Cloud solutions provider, CloudFlare, today released a blog about a new feature that they would be allowing their customers to deploy in order to prevent or thwart any sort of man-in-the-middle attacks. Basically, this solution is almost entirely designed to prevent the snooping by governments or hackers (or completely interception) of your data. More importantly, CloudFlare’s Strict SSL via TLS enables companies to properly secure their networks against man-in-the-middle attacks which could see governments or hackers diverting traffic to themselves, much like the NSA did in order to monitor various traffic passing between Google, Microsoft, Facebook and other companies’ servers.
They explain the differences between no SSL encryption, some SSL encryption (what most providers offer) and strict SSL encryption. Essentially, Strict SSL encryption is what’s necessary in order to prevent such attacks from occuring the future, according to them. The client, or user, must also have certain plugins enabled like HTTPSEverywhere which vastly improve the security of a user’s browser session and prevents any holes that could exist in the communication.
Based on the revelations of what the NSA is capable of (shown as a little red dude in the diagrams) CloudFlare is able to show certain devices that could be potentially compromised and how to avoid issues. As you can see in the image above, if no SSL is present whatsoever, there are at least 5 places where the NSA (or others) could seemingly launch a man-in-the-middle attack (they cleverly used a Malcolm in the middle image for this in their blog). Since we know that the NSA can be embedded in your router, modem, with your ISP or anywhere between CloudFlare and the server’s origin on the internet, there are a lot of opportunities to be attacked without SSL.
Now, if you deploy a solution like CloudFlare’s flexible SSL through a front-end over TLS solution you resolve the issue between CloudFlare and the client device, but you still leave the backend vulnerable (the main problem that most big tech companies had with the NSA when they were discovered to be mining their data). By adding back-end SSL encryption, you allow for a more secure solution, which is essentially what CloudFlare is trying to sell to their current and possibly future customers who care about security.
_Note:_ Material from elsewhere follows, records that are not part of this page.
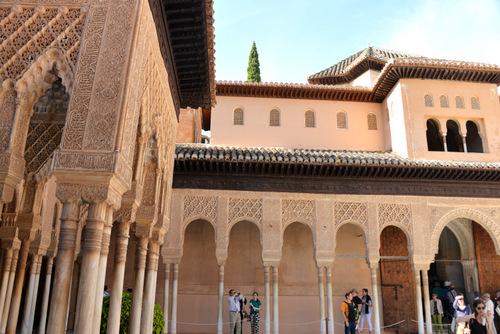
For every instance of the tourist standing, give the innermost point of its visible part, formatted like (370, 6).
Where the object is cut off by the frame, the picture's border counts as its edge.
(461, 310)
(490, 307)
(366, 311)
(350, 312)
(437, 314)
(234, 312)
(255, 313)
(479, 322)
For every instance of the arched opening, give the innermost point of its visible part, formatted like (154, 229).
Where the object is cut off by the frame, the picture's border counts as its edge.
(298, 280)
(244, 270)
(350, 257)
(453, 137)
(434, 139)
(198, 279)
(473, 140)
(397, 280)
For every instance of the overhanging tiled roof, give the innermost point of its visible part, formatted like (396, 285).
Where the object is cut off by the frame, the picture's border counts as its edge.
(200, 158)
(351, 67)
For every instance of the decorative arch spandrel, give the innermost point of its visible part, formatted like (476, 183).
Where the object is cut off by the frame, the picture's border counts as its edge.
(486, 217)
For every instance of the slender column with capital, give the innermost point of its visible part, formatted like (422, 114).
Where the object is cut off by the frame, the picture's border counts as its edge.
(427, 302)
(64, 268)
(276, 323)
(30, 301)
(321, 291)
(267, 301)
(101, 276)
(7, 263)
(329, 301)
(45, 297)
(166, 296)
(10, 287)
(173, 324)
(220, 302)
(138, 291)
(375, 308)
(18, 288)
(89, 270)
(115, 303)
(420, 311)
(150, 287)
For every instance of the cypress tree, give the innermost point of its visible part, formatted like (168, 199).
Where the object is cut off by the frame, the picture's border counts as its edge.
(253, 69)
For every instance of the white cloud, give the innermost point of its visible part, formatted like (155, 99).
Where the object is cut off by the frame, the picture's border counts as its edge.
(450, 29)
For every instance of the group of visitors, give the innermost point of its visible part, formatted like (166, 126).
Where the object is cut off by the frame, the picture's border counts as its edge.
(356, 310)
(482, 318)
(237, 313)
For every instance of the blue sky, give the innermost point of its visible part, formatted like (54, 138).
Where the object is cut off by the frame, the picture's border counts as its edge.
(297, 38)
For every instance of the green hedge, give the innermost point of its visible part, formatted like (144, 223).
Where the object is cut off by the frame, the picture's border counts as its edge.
(158, 318)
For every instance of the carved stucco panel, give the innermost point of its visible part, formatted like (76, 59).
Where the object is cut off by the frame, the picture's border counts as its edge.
(250, 208)
(298, 210)
(204, 207)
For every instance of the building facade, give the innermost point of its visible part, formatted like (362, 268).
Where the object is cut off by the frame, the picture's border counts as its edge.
(381, 173)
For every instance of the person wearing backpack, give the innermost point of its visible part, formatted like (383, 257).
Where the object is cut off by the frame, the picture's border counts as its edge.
(350, 312)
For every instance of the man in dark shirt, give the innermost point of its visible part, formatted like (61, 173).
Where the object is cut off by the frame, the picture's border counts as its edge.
(359, 303)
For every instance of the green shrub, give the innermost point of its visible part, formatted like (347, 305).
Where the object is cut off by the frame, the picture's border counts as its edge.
(158, 319)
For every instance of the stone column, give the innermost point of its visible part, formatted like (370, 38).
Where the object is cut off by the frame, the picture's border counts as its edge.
(420, 311)
(166, 296)
(220, 304)
(91, 253)
(267, 302)
(115, 303)
(173, 324)
(18, 287)
(375, 302)
(427, 302)
(321, 292)
(7, 263)
(64, 268)
(137, 292)
(329, 300)
(276, 324)
(101, 276)
(10, 287)
(45, 297)
(31, 295)
(150, 287)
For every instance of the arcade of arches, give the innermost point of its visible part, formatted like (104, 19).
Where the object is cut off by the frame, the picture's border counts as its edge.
(302, 253)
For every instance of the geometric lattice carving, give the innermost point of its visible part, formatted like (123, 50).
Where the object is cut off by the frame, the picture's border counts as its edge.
(245, 207)
(350, 211)
(201, 206)
(30, 32)
(292, 209)
(46, 125)
(394, 212)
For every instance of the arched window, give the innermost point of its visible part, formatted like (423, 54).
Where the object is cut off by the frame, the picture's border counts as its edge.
(459, 102)
(434, 139)
(453, 138)
(474, 103)
(443, 100)
(428, 100)
(473, 140)
(372, 121)
(274, 117)
(310, 119)
(341, 120)
(238, 116)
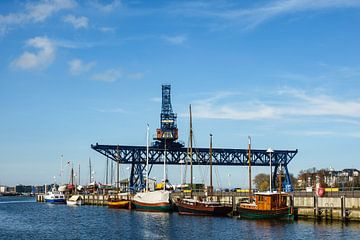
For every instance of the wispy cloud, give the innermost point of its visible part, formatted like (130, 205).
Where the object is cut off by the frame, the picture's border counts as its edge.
(107, 29)
(77, 22)
(34, 13)
(286, 103)
(175, 40)
(111, 110)
(110, 75)
(32, 60)
(106, 7)
(135, 75)
(77, 66)
(114, 74)
(250, 17)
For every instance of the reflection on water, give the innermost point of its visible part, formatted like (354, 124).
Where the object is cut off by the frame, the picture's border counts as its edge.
(25, 219)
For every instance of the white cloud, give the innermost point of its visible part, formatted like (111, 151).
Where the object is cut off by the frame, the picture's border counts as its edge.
(289, 103)
(135, 75)
(77, 22)
(34, 12)
(107, 29)
(107, 7)
(77, 66)
(176, 40)
(109, 75)
(251, 17)
(111, 110)
(38, 12)
(42, 58)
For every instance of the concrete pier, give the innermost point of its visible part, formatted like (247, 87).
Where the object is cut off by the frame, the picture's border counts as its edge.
(343, 206)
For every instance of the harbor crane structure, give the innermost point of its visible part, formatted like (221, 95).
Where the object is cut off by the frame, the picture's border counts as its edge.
(166, 142)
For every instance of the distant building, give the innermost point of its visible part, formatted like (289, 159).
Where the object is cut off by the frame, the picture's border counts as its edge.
(23, 189)
(3, 189)
(349, 177)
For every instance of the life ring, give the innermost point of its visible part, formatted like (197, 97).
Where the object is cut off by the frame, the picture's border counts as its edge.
(320, 191)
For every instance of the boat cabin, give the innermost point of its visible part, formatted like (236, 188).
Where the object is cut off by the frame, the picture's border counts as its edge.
(267, 201)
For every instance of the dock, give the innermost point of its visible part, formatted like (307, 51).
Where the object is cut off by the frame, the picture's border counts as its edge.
(337, 206)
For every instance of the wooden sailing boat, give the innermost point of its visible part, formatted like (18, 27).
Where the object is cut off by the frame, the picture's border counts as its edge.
(197, 207)
(267, 205)
(155, 201)
(118, 202)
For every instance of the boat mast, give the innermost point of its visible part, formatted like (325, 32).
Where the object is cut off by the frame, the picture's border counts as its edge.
(165, 166)
(62, 170)
(211, 187)
(190, 153)
(79, 175)
(147, 158)
(117, 169)
(249, 160)
(89, 170)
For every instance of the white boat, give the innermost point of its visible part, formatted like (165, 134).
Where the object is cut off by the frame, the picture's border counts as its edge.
(54, 196)
(156, 201)
(74, 200)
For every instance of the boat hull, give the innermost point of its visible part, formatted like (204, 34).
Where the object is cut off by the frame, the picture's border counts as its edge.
(152, 207)
(265, 214)
(74, 203)
(203, 210)
(60, 201)
(119, 204)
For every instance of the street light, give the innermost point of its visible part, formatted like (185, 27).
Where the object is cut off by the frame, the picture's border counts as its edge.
(270, 151)
(181, 177)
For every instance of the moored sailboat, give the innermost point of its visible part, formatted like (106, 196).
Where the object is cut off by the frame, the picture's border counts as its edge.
(54, 196)
(155, 201)
(266, 205)
(199, 207)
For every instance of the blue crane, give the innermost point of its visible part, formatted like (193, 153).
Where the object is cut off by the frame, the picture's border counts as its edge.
(167, 136)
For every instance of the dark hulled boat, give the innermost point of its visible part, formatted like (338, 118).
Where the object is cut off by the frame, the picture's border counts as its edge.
(267, 205)
(202, 208)
(198, 207)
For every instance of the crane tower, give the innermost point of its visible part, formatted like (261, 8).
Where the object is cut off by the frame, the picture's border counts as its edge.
(168, 131)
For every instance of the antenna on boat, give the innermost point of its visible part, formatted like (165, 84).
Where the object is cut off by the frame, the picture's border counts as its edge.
(117, 169)
(190, 153)
(147, 158)
(62, 169)
(89, 170)
(211, 187)
(165, 166)
(249, 160)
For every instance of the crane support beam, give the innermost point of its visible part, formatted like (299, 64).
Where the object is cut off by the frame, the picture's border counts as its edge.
(136, 156)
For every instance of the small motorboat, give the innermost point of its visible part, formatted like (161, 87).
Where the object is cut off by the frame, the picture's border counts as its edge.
(118, 203)
(74, 200)
(54, 196)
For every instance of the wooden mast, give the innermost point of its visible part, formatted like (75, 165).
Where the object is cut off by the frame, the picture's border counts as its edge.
(249, 160)
(117, 169)
(190, 153)
(211, 186)
(147, 158)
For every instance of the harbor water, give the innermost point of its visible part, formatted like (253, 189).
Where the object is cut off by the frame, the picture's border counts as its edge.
(23, 218)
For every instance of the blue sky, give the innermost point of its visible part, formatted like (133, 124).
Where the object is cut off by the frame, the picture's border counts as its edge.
(73, 73)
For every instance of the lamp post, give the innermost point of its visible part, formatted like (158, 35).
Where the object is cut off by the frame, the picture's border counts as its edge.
(270, 151)
(181, 175)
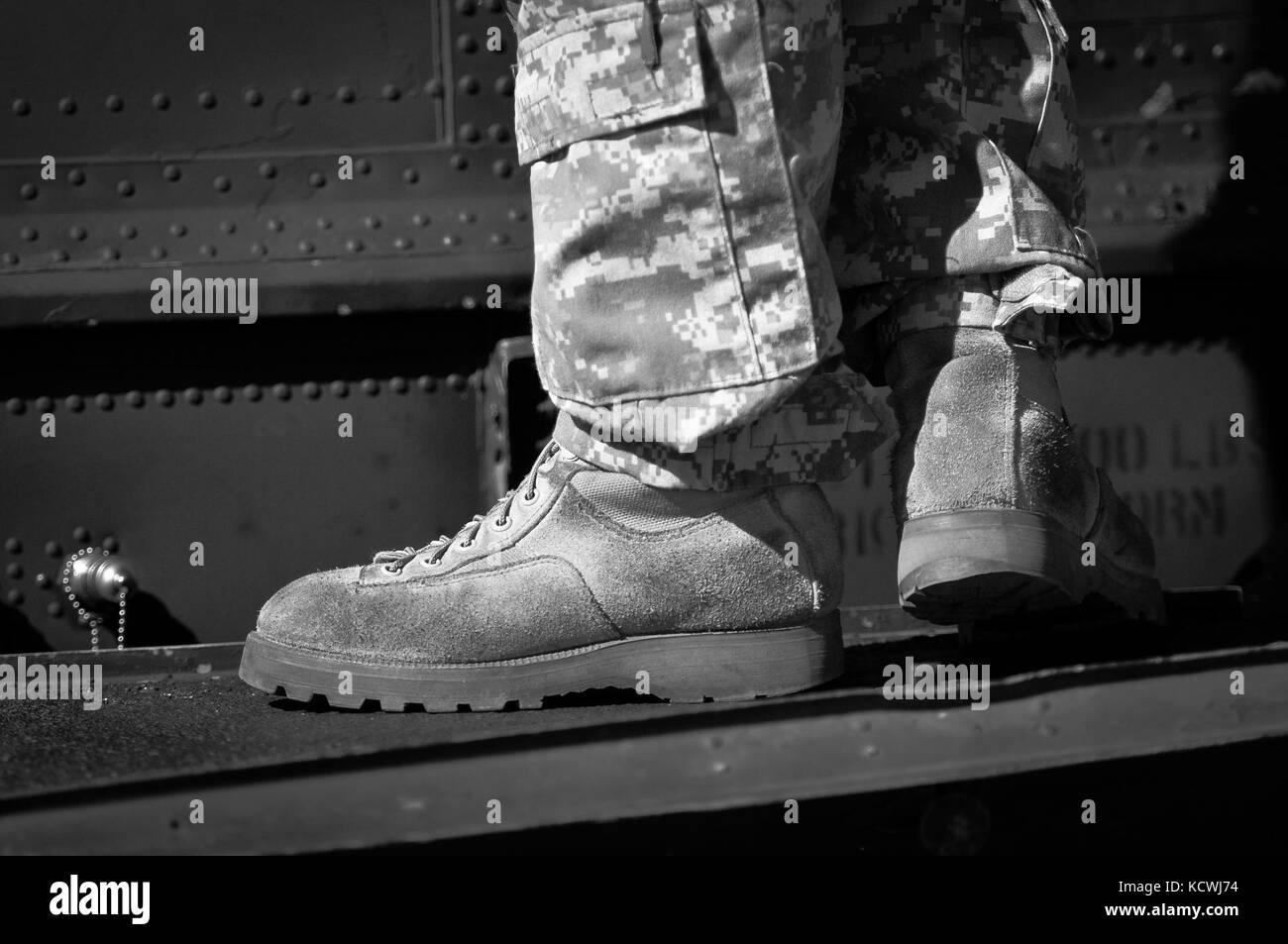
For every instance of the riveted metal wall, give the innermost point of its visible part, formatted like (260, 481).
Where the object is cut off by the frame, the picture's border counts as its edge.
(226, 161)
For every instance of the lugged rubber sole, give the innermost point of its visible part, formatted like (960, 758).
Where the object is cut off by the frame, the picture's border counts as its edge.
(961, 567)
(682, 668)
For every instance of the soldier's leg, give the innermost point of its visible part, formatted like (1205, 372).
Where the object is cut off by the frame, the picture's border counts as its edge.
(673, 537)
(956, 237)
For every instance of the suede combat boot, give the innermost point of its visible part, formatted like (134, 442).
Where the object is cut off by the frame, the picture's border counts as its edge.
(580, 578)
(1000, 514)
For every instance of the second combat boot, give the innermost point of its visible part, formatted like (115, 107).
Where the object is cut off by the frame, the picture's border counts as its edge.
(580, 578)
(1000, 513)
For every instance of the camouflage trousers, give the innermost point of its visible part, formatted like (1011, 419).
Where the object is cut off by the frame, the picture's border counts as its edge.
(737, 205)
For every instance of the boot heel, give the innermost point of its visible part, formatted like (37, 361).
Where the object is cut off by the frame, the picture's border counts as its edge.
(967, 566)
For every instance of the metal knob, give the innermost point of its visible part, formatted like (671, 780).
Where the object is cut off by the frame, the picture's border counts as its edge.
(97, 578)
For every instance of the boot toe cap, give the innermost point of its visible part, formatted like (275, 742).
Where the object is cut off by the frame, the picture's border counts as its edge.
(316, 610)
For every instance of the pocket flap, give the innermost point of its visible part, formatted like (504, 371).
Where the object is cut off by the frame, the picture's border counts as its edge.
(605, 71)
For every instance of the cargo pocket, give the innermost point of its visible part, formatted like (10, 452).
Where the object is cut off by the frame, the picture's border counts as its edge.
(636, 290)
(603, 71)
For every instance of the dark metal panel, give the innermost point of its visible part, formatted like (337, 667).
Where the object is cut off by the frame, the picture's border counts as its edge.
(822, 745)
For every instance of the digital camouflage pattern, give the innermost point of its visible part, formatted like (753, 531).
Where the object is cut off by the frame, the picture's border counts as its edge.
(711, 178)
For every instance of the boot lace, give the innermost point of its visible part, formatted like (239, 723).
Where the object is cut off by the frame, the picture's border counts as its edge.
(395, 561)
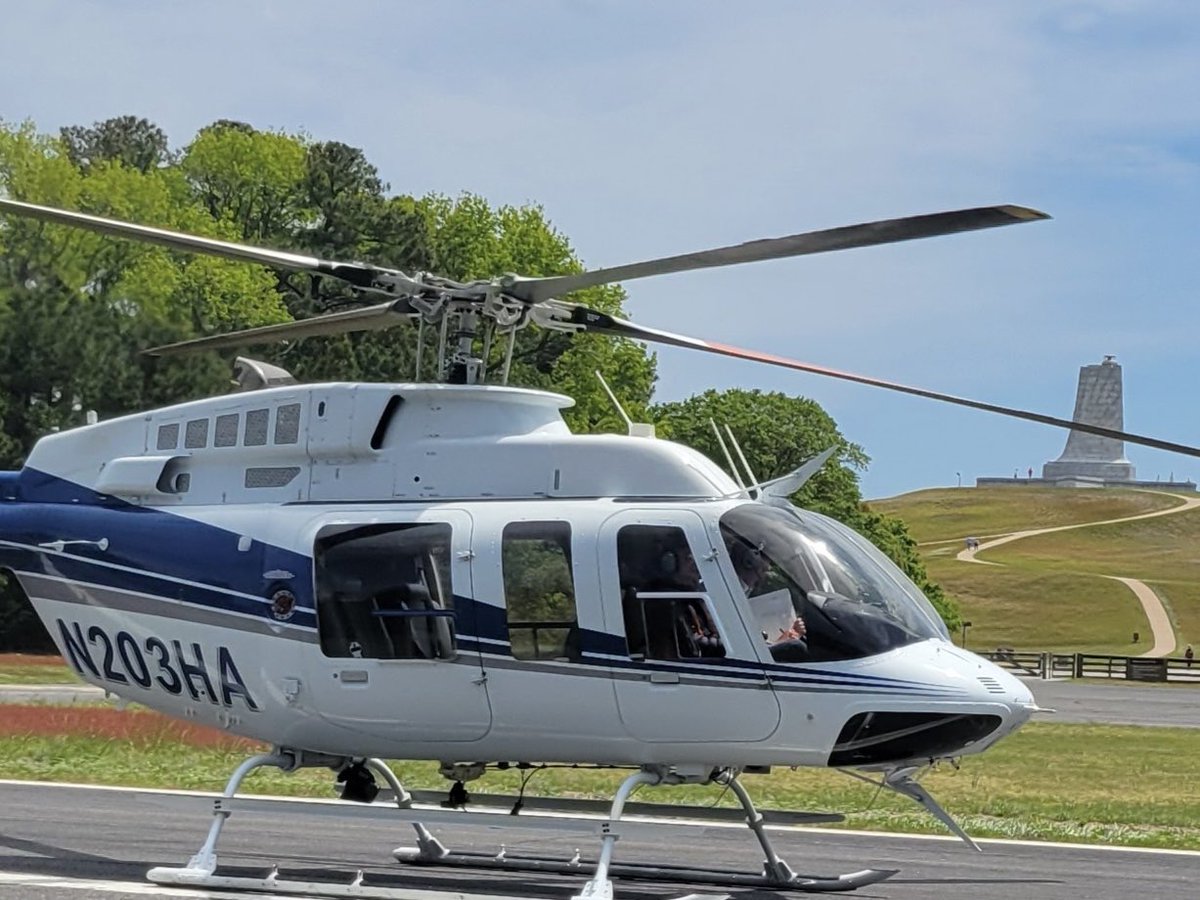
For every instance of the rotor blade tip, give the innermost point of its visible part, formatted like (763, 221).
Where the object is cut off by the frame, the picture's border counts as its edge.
(1025, 213)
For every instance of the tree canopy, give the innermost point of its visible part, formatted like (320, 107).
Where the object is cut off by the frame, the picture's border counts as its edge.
(76, 307)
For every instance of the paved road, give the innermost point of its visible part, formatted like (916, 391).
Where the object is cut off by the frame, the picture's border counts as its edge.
(1119, 703)
(113, 837)
(1074, 701)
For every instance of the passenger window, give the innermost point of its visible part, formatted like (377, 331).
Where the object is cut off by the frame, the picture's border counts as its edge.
(383, 592)
(539, 591)
(666, 611)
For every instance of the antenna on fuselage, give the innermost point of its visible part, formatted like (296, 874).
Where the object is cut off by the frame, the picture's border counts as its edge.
(636, 430)
(729, 457)
(751, 479)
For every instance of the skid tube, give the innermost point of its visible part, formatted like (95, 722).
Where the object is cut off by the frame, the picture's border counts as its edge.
(775, 873)
(201, 869)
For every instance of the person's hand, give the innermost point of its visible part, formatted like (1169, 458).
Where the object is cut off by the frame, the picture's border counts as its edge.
(795, 631)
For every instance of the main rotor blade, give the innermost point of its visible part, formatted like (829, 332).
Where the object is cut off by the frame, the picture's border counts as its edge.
(861, 235)
(369, 318)
(605, 324)
(357, 274)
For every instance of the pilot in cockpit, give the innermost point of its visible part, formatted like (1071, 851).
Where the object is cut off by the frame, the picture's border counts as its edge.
(783, 628)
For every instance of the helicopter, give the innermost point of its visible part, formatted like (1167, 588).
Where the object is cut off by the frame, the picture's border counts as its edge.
(355, 573)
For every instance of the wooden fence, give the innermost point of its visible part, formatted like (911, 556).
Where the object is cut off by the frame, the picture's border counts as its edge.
(1043, 664)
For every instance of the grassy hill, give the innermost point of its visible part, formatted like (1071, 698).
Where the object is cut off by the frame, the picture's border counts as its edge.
(1049, 592)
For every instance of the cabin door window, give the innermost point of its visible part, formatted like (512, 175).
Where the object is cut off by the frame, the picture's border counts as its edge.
(539, 591)
(384, 591)
(690, 672)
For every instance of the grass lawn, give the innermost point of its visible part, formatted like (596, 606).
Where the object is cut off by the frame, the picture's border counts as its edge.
(1048, 592)
(1012, 606)
(1079, 783)
(24, 669)
(954, 513)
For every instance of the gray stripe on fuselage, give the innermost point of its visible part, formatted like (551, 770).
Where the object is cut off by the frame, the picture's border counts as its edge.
(84, 594)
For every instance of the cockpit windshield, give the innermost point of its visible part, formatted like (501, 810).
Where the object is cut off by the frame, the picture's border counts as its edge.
(817, 591)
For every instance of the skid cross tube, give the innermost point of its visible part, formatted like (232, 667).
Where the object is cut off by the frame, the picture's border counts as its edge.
(201, 868)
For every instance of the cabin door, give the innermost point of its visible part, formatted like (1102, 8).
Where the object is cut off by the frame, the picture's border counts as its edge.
(690, 672)
(394, 593)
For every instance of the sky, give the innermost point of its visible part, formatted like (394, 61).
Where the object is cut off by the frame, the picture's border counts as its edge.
(648, 130)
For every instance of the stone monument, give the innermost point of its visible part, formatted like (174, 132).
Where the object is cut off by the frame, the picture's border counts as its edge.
(1092, 457)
This isn’t necessarily a crazy or new idea (without validation), but they are helping improve awareness of the issue that the NSA’s snooping/hacking has presented. The best part, however, comes in their diagram where their strict SSL encryption through TLS is shown.
By adding that last layer of SSL over TLS, they are able to create a solution that they can validate as TLS across the entire process from start to finish. And thwart the NSA’s monitoring of traffic going between the companies’ servers and the ISP or other servers or even CloudFlare’s servers. Overall, this is a pretty good looking solution and should encourage others to offer such a solution in order to reduce an organization’s exposure to man-in-the-middle attacks like the ones the NSA (and others) have engaged in. I think the countries most spied upon are likely going to be the first to implement such a solution.